Un livre, récemment paru sous la plume de deux sociologues aigris, montre que la haine du riche est plus vivace que jamais.
Morceaux choisis :
Il y a d’abord la violence économique, dans sa version néolibérale, avec une finance spéculative qui prend le pas sur la production industrielle. Les exemples d’entreprises françaises comme Peugeot, Arcelor et bien d’autres, licenciant à tour de bras malgré des bénéfices énormes sont légion. C’est l’exemple immédiat de cette violence exercée par la confrérie des grandes familles !
Une des dimensions primordiales de cette lutte contre la violence symbolique est de réhabiliter les concepts du marxisme. Redire les mots tels qu’ils sont. C’est-à-dire parler de capital et de capitalistes. Parler de ces classes sociales qui sont antagoniques. Parce que les riches accaparent la plus grande part de la plus-value produite. Donc il y a une nécessité de réintroduire ces concepts qui n’ont rien perdu de leur pertinence dans notre société. Et de lutter contre cette dérive lexicale. Par exemple parler de flexi-sécurité, c’est aberrant : si c’est flexible, ce n’est pas de la sécurité. Si c’est de la sécurité, ce n’est pas flexible. Il y a une importance à parler franc et à dire les choses telles qu’elles sont. Parler d’exploitation. Mettre en cause la finance internationale. Expliquer qu’un individu qui gagne un million d’euros, ce qu’il gagne c’est sur le travail des autres. Nous tentons de restituer un état d’esprit de conscience de classe.
On parle de délinquance en cols blancs. De délits en bandes organisées. De délits des beaux quartiers. S’il le faut, nous inventons des néologismes ou nous réactualisons des termes. Le « bourgeoisisme » que nous dénonçons est un contre-pied linguistique au populisme péjoratif dont cette classe nous affuble. Nous en avons marre des flagorneries des riches entre eux. On en a marre du « bourgeoisisme » du Figaro. On en a marre du « richissisme » des chroniqueurs de la Bourse. On en a marre de « l’oligarchisme » de l’ENA et du Who’s Who ! Parler de bourgeoisisme comme nous le faisons en conclusion de notre livre est une arme linguistique rigolote… car avec l’humour aussi on peut faire avancer les choses.
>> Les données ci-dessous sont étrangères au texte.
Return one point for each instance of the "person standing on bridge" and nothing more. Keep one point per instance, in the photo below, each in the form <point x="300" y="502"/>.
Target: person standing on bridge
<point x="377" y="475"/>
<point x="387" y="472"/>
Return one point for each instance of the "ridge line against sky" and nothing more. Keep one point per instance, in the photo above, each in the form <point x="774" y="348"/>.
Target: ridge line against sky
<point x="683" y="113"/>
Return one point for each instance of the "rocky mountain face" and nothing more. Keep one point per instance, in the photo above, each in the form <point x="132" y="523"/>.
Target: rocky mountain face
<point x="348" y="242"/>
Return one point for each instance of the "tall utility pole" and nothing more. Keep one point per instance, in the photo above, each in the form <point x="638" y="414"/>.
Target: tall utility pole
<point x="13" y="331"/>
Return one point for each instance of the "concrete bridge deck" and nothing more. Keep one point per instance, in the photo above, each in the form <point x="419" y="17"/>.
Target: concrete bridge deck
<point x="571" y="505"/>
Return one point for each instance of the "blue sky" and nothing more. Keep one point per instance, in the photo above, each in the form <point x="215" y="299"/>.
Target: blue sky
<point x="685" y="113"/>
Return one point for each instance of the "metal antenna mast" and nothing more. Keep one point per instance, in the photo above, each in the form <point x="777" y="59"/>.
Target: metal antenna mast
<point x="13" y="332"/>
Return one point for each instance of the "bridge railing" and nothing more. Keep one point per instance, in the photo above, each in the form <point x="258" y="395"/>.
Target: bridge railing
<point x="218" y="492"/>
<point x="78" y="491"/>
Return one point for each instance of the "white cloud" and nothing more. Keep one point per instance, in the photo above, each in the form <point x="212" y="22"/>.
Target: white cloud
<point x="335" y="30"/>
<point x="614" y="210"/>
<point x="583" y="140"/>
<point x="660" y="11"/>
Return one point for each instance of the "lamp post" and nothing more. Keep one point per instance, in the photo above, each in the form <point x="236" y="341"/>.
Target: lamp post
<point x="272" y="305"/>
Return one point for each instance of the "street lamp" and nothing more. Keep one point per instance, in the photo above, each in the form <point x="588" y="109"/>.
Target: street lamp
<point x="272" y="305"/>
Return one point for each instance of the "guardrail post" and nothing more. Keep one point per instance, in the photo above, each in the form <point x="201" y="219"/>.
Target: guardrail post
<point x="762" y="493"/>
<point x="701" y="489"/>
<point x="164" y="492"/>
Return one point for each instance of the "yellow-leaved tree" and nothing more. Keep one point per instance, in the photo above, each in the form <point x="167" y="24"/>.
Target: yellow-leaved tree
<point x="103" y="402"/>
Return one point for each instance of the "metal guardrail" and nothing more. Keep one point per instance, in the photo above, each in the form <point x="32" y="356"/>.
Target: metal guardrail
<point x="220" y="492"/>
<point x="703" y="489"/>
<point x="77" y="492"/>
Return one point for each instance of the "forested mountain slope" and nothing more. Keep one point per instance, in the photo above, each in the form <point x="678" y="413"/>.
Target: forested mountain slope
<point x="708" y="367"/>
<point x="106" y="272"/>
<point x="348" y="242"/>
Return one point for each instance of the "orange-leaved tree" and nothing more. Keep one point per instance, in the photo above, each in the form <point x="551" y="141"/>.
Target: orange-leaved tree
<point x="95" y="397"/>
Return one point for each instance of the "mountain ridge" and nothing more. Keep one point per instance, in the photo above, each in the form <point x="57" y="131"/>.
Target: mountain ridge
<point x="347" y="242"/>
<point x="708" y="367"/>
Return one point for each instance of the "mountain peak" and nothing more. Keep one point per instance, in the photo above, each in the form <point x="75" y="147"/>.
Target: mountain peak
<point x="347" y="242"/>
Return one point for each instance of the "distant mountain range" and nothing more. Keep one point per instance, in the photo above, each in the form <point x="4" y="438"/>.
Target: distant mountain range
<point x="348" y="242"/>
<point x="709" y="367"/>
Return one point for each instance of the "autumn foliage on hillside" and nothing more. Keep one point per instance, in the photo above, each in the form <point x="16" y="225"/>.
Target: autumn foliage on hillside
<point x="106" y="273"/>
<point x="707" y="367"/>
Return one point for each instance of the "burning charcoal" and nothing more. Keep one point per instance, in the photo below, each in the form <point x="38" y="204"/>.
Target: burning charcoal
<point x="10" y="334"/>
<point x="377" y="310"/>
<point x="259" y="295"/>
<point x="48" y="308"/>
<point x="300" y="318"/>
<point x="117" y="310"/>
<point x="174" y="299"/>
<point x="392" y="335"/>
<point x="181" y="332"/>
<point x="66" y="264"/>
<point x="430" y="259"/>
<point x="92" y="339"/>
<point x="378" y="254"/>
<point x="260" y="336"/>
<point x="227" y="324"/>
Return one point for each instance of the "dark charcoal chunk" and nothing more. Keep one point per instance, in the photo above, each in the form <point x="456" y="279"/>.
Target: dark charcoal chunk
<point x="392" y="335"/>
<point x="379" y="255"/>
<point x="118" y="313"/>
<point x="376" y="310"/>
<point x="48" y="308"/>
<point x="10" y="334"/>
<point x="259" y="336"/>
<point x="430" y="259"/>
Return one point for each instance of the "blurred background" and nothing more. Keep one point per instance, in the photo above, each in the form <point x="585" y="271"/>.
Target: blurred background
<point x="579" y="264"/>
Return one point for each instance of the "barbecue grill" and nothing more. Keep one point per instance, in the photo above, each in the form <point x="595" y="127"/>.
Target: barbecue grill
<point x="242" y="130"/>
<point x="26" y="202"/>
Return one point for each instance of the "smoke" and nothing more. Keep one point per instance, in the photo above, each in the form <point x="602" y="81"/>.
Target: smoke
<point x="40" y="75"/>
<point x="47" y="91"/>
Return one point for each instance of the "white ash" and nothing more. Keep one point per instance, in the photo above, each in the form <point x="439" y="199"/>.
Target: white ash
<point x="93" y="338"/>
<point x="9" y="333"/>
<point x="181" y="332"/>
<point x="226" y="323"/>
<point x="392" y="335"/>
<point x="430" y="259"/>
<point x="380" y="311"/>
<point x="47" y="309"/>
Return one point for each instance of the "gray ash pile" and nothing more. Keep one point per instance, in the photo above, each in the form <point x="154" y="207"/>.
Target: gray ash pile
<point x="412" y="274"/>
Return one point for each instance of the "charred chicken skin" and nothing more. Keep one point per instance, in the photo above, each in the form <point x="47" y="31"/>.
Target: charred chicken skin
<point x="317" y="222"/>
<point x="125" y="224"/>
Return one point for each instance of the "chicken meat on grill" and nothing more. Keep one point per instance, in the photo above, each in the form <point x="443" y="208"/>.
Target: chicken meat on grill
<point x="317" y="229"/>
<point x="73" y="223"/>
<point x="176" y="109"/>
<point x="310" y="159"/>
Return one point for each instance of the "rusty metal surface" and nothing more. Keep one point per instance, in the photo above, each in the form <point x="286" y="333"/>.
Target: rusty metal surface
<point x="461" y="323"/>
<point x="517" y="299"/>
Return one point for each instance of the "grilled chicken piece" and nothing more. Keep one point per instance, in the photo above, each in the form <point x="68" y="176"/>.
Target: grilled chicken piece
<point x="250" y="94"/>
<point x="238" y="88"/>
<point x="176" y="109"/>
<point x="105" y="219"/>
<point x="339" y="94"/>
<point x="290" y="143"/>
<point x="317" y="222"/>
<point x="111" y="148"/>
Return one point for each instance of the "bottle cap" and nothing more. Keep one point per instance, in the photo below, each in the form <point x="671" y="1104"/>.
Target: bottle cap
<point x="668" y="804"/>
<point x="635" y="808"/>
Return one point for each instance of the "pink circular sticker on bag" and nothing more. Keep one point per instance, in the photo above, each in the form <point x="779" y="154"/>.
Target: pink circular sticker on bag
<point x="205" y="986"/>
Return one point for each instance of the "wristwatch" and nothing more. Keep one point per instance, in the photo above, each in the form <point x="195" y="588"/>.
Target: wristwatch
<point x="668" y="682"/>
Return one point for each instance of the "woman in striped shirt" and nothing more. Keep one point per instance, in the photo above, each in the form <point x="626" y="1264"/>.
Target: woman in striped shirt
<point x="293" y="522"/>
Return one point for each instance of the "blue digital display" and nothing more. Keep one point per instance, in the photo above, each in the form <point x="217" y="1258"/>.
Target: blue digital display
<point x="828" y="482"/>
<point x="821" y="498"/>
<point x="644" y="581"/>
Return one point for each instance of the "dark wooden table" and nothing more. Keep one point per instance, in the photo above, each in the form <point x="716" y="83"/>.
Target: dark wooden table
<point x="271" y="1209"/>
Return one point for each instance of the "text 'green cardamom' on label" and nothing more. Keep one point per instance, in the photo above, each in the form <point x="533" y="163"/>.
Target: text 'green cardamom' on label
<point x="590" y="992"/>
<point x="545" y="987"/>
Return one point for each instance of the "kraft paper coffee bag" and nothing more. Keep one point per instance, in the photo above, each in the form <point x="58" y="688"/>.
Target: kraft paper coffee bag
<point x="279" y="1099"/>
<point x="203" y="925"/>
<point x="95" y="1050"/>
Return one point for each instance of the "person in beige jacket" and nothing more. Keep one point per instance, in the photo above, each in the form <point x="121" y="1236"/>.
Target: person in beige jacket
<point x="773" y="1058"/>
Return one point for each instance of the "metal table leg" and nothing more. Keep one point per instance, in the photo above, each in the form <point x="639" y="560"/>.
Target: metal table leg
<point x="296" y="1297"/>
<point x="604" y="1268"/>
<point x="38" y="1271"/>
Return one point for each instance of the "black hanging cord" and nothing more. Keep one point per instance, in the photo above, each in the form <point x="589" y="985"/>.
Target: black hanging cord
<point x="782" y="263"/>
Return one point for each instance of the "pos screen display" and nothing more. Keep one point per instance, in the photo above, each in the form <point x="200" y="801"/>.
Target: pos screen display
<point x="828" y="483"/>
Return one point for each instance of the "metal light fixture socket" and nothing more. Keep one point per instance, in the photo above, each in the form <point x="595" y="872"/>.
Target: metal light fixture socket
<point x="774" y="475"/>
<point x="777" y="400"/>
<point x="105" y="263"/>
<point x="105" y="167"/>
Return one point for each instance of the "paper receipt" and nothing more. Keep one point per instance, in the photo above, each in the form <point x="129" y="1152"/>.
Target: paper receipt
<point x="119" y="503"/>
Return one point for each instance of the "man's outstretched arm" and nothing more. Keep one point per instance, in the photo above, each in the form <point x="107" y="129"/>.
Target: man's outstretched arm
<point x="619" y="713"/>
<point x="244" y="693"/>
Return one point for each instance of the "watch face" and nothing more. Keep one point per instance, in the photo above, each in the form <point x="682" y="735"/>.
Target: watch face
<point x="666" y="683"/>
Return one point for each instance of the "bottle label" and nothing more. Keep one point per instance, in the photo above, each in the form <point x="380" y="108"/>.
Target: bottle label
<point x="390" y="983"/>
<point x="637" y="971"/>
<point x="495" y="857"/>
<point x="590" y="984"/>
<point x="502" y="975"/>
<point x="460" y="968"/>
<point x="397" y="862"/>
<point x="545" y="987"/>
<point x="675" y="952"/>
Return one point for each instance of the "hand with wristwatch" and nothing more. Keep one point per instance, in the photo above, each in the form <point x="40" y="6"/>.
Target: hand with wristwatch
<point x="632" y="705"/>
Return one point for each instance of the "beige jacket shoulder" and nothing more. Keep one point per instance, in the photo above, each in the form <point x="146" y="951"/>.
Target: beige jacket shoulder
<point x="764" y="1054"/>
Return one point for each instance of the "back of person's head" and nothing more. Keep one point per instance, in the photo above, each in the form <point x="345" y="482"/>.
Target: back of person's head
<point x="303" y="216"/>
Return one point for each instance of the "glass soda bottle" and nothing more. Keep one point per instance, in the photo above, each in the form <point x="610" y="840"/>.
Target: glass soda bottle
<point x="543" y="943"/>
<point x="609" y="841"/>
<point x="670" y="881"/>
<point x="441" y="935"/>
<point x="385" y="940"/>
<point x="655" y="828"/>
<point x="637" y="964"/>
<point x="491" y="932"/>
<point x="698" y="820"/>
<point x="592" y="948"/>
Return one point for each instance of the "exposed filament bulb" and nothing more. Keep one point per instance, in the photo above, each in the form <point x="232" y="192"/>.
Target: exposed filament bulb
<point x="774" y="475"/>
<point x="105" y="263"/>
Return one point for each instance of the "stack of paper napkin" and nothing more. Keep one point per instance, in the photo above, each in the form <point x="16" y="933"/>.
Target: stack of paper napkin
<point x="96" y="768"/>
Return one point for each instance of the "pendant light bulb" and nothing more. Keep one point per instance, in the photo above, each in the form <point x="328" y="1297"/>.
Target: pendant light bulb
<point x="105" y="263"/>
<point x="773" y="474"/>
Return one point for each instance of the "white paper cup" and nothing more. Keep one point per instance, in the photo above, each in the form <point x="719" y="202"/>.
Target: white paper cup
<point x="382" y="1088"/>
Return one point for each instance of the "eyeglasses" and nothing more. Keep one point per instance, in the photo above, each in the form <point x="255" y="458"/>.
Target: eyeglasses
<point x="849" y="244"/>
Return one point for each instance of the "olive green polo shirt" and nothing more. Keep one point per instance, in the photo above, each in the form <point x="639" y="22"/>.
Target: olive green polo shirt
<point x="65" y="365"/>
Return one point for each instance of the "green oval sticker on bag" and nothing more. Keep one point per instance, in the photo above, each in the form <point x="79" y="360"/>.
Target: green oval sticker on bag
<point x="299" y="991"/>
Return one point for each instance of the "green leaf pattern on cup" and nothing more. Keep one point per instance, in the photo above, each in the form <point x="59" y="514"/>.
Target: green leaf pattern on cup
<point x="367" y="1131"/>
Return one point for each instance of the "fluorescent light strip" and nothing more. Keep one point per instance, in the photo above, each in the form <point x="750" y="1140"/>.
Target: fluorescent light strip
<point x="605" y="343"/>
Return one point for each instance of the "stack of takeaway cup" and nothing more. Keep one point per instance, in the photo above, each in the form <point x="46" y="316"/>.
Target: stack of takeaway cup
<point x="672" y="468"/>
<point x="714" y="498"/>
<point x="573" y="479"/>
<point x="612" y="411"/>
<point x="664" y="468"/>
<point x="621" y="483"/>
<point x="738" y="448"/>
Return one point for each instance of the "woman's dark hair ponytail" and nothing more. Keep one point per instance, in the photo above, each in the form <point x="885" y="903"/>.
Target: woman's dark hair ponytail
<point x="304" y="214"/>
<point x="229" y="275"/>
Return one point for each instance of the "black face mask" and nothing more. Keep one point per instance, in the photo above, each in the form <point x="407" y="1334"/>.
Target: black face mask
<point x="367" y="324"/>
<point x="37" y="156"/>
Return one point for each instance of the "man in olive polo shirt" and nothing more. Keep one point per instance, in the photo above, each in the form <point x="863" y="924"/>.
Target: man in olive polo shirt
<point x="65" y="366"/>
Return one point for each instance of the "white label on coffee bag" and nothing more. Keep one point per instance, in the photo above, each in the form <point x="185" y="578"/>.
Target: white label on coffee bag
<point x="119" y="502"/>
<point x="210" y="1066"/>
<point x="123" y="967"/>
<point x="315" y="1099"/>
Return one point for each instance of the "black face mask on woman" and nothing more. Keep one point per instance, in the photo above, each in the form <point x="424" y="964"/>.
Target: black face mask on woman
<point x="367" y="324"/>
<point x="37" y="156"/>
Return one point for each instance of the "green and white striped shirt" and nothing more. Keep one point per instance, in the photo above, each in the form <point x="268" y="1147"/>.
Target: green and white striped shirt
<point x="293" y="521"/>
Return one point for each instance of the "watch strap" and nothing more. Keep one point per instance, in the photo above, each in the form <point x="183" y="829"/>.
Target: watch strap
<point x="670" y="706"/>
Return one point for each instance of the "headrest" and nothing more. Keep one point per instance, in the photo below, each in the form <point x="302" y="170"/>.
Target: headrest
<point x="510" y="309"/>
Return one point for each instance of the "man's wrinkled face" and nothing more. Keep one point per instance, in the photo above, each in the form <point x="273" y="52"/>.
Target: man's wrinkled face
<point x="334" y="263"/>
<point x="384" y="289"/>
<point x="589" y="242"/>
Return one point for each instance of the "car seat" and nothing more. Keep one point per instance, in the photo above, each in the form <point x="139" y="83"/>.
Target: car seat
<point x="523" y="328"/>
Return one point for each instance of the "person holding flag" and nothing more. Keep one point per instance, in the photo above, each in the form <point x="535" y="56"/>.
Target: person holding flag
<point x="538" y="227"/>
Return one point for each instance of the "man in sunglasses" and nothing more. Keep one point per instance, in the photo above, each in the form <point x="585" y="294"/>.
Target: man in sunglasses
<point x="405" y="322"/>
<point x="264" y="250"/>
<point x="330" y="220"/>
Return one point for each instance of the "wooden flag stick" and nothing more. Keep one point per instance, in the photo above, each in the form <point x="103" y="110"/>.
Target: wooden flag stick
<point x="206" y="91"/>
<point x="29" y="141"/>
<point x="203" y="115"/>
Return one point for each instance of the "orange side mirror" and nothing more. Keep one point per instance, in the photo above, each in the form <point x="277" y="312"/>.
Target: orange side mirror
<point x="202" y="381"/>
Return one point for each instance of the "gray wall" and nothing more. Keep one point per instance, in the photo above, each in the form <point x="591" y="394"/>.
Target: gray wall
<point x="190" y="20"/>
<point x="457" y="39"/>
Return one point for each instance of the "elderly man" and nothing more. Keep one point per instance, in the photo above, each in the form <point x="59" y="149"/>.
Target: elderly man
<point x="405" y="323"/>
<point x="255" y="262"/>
Oui, l’organisation cosmopolite est absolument transversale à la classe. Dès la naissance, ils apprennent de façon maternelle plusieurs langues. Ils vont dans des collèges, en Espagne, en Angleterre, aux États-Unis. Autour de la table chaque jour, il y a plusieurs nationalités qui sont représentées, que ce soient des membres de la famille ou des amis. L’argent aussi est investi de manière complètement internationale. La culture également. Le monde du marché de l’art est profondément international. De telle sorte que l’internationalisme est consubstantiel à cette classe, et que par la médiation de la sociabilité mondaine, cet internationalisme est un mode de vie.
Par exemple, je me souviens d’une visite chez un noble, très riche, qui nous avait reçus. Il faisait visiter la galerie des ancêtres à son petit-fils et expliquait que tel portrait était celui d’un aïeul du XVIIIe siècle. Donc on voit un enfant qui apprend à devenir membre de la dynastie : il a des ancêtres et il aura des héritiers. Cet enfant était d’emblée plongé dans un temps qui est beaucoup plus long que le temps vécu d’un immigré ou d’un membre de la classe populaire dont la mémoire ne dépasse pas celle du grand-père. Voilà une réalité qui forme une inégalité en profondeur du rapport à l’existence et au temps. Quelques jours après la visite de ce château en Limousin, j’assistais ainsi à la destruction d’une barre HLM à Aubervilliers. Il y avait des enfants qui avaient grandi dans cette barre et qui regardaient partir en poussière ce qui était le lieu de leur enfance. Ils n’auront aucun lieu qui comme ce château représentera leur passé. Il y a donc une vraie précarité de la vie populaire qui n’a pas de commune mesure avec l’espace de sérénité de la vie grande bourgeoise qui se nourrit de plus en plus d’impunité.
Cette classe, en tant que classe dominante, fait du déni de la règle, la qualité du dominant. Et cela, c’est nouveau par rapport au milieu des années 1980. Nous poussons un cri d’alarme car nous pensons qu’au néolibéralisme correspond un individu néolibéral, pervers, narcissique, au-dessus des lois, qui n’hésite pas à être dans la délinquance, sachant qu’il sera impuni car il y a très peu de sanction pénale à la délinquance des riches. Cet individu ultralibéral sans foi ni loi est une menace énorme pour la sécurité de notre pays, pour l’idée d’un changement collectif, organisé, qui ne soit pas la barbarie de tous contre chacun. Il faut que les classes populaires reprennent conscience de cette réalité.